Listening and responding to our children’s concerns
In this moving blog post, Marie Skelton (Head of Early Years), looks at how best to deal with children’s fears and concerns about COVID-19.
In the current climate, with all the talk about COVID-19 and who is going to be affected, it can be a very stressful time for parents, children and staff. At 1st Place, we are trying to instill a sense of calm in our settings. Everyone wants to come to nursery to be happy and to feel safe. We are encouraging our children to wash their hands and are listening out for any comments or anxieties that they may have. However, staff are not talking to each other about COVID-19 in front of them. As adults, it is easy not to realise when a child is listening to a conversation and the impact it has on them.

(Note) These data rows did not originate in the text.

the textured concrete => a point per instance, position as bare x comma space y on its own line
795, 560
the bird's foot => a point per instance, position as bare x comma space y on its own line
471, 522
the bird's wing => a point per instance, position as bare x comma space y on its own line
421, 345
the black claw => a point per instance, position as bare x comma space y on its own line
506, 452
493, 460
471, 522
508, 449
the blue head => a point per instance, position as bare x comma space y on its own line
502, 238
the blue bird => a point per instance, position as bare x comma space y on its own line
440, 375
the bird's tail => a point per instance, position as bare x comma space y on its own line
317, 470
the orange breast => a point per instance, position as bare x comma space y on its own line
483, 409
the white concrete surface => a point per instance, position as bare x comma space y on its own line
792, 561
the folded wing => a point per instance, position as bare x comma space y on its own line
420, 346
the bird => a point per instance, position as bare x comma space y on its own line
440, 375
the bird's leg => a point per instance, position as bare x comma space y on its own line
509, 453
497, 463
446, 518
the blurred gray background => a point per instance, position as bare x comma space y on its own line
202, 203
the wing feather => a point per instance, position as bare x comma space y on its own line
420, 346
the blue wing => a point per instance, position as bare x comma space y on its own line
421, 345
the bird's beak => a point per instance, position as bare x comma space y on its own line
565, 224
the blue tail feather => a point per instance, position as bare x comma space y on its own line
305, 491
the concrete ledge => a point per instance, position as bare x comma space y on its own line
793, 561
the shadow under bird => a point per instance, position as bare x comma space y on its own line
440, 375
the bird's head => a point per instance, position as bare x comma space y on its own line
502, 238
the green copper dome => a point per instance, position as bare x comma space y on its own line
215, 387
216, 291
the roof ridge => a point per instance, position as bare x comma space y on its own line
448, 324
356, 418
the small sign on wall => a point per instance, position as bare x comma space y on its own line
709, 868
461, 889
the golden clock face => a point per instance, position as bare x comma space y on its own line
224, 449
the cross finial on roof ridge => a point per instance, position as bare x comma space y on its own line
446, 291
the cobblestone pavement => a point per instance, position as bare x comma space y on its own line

Just this weekend, my own grandchildren came to stay with me from outside London. My grandson commented on all the people wearing masks and asked, “Nanny, did you know that this new virus is not really hurting children like me?”. He then added, “But I am scared because it is killing grannies and I really do not want anything to happen to you or grandad”.
We sat down to talk about it and he told me that a lot of his friends at school were talking about it and laughing, but he was really scared that something would happen to me and his grandad. I explained to him that I was not very ‘old’, that I was healthy and that even if I did get it, it would be like a bad cold. I reassured him that I was doing my very best to take care of myself and that he could help me by making sure that he was washing his hands before he eats, after a visit to the bathroom and when he returns home from school in the afternoon.
Through this, I provided reassurance, allayed his fears but also instilled a sense of community responsibility and an understanding of the part that he can play. Listening to our children and responding to them in a ‘keep calm and carry on’ manner will help all of us to deal with the anxieties that these days are bringing.